Each of these sections have a list of fifty associated words and phrases that the script is searching for within the combined transcription corpus. These were generated using Chatgpt with the following qualifications:
-
The word or phrase is only associated with one section. For example, regarding the sections agriculture and animals, the word “pasture” would be excluded since it could refer to both the land used for grazing animals and also the act of animals grazing.
-
Exclude homographs (words that are spelled the same but have different meanings). For example, sow refers both to an adult female pig and the agricultural act of planting seeds in the ground.
-
Place names and how certain nationalities would refer to themselves for the geographic sections. For example, “Philippines”, “Filipino”, “Tagalog…”, “Norwegian”, “Norway”, “Oslo…” or “Japanese”, “Japan”, “Tokyo”, etc.
These text mining categories and sections produce a total of 2,250 associated words phrases that are being identified across the combined transcript corpus before the script tallies these words to generate the output shown below:
Future iterations of this repository will modularize the General, Geographic and Custom sections for easier navigation instead of its current form as a single, expansive Python file. See Appendix 1 for an excerpt of this script or visit the GitHub repository to view code in full.

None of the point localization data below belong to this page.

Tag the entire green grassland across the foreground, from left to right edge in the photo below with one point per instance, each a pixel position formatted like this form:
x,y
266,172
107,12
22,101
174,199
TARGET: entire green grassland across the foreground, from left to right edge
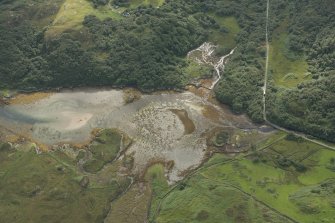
x,y
282,177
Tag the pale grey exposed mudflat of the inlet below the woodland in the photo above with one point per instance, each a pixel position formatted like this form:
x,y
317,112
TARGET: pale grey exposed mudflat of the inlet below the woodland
x,y
164,126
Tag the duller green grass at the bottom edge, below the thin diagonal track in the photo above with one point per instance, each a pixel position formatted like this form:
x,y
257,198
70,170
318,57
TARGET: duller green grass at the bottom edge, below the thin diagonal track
x,y
207,200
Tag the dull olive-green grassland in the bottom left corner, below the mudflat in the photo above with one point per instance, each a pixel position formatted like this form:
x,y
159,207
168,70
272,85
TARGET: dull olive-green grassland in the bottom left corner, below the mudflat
x,y
39,189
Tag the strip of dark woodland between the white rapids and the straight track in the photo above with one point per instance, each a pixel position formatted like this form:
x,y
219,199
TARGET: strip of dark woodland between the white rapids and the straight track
x,y
244,74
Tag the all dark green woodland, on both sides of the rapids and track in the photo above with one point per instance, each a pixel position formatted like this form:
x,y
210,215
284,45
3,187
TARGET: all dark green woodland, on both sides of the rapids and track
x,y
147,49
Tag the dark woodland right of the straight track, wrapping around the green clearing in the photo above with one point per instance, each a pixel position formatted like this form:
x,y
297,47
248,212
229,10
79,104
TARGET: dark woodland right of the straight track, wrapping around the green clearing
x,y
310,107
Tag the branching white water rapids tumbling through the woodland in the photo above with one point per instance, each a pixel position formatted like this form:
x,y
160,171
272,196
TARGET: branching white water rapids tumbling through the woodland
x,y
206,50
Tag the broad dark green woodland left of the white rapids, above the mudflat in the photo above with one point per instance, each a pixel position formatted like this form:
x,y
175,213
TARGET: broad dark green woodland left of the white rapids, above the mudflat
x,y
145,49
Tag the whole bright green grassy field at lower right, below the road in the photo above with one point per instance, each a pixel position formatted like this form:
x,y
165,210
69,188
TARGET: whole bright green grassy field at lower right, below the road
x,y
294,177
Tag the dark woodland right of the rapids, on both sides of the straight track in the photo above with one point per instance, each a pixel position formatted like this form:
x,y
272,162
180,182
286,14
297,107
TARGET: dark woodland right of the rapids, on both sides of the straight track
x,y
310,107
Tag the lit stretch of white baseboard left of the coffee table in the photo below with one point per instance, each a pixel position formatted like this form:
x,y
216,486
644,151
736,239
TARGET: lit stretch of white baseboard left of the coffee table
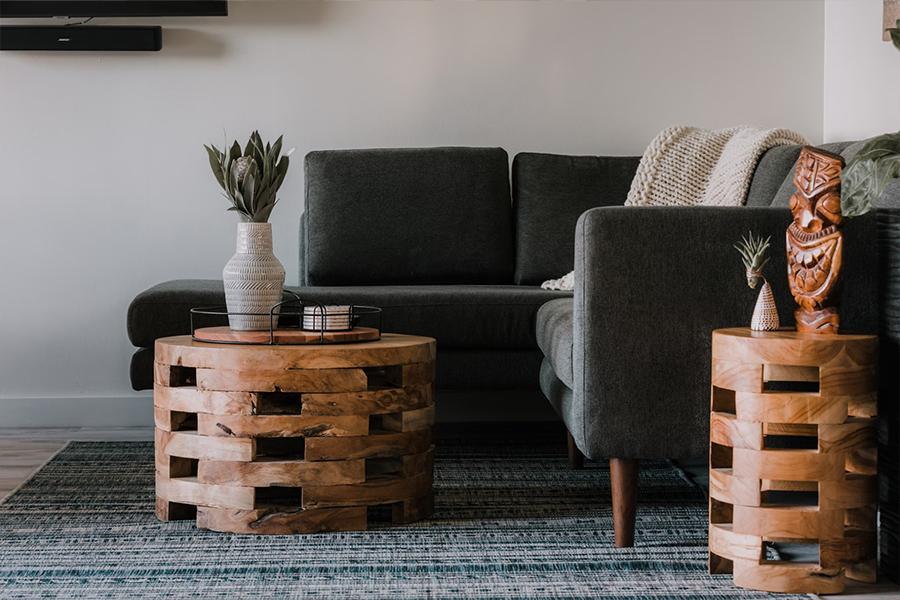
x,y
115,411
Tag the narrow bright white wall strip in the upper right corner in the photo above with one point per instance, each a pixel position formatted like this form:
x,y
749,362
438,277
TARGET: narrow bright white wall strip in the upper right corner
x,y
862,72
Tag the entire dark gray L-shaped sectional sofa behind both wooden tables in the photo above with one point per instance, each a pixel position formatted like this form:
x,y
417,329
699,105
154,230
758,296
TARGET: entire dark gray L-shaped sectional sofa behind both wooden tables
x,y
451,246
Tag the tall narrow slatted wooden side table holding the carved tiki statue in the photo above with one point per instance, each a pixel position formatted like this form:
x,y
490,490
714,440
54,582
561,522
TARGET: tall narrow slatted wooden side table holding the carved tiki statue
x,y
793,457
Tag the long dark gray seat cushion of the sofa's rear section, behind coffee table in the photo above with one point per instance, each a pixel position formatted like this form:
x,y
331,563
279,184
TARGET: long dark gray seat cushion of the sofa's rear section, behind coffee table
x,y
458,316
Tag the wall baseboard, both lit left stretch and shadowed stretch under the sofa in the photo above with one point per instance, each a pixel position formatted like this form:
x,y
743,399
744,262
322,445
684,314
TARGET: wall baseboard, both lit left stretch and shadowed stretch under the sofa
x,y
137,410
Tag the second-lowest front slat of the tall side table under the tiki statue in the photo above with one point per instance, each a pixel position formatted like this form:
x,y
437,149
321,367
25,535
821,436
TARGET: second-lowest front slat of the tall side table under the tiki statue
x,y
788,521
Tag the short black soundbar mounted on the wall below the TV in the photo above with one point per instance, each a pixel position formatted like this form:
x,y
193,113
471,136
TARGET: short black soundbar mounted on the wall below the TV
x,y
34,37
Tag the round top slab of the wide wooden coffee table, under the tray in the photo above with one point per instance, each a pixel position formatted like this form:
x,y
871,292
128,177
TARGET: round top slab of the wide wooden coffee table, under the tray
x,y
391,349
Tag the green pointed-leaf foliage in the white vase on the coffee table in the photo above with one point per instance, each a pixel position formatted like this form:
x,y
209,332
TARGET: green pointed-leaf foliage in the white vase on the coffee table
x,y
251,178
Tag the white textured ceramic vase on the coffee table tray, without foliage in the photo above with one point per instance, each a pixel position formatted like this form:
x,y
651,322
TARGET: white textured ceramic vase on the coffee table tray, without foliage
x,y
254,279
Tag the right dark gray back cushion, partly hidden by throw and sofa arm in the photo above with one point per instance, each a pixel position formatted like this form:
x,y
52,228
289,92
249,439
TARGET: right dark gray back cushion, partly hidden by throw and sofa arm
x,y
550,192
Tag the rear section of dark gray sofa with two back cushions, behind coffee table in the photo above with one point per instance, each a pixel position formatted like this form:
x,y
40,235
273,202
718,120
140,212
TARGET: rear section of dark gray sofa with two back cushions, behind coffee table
x,y
440,240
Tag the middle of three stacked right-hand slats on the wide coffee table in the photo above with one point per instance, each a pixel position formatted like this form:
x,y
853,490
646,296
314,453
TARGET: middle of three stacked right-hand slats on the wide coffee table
x,y
375,445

Apps Script Connection and Customization
Once this text mining data is produced, it can be copied and pasted into a “primary tag sheet” in Google Sheets, located in the same folder as the transcripts for student workers to access and edit. Using the Text to Columns
function, tag names are split into column A
and their associated words into column B
.
After making some minor adjustments to the individual transcript that has been generated using Premiere necessary for the Oral History as Data framework, student workers access the Apps Script extension located in the drop down menu. Transcribers then enter the code (see Appendix 2), and make two minor adjustments:
-
Change the sheet name of the transcript they are editing on line 6
-
Change the URL of their primary tag sheet on line 13, then save and run the code.
Now the individual transcript is connected to the Primary Tag Sheet, which will automatically search the text column for these associated words and fill in the tag column of the transcript with that data.
✺
It’s important to state that this process is not intended to replace human transcribers but shifts the focus from manual tagging to copy editing, reducing heavy lifting and repetition.
If transcribers notice that a tag is either not applicable or missing from the Primary Tag Sheet, they are encouraged to make these additions or subtractions and rerun the Apps Script on their individual transcripts, which will automatically make these adjustments. If transcribers notice errors that are more specific to individual sections of dialogue, they can paste it into the additions
or subtractions
column so these changes aren’t replaced by future runs of the Apps Script and reflected in the final copyedited version that is implemented in the digital collection.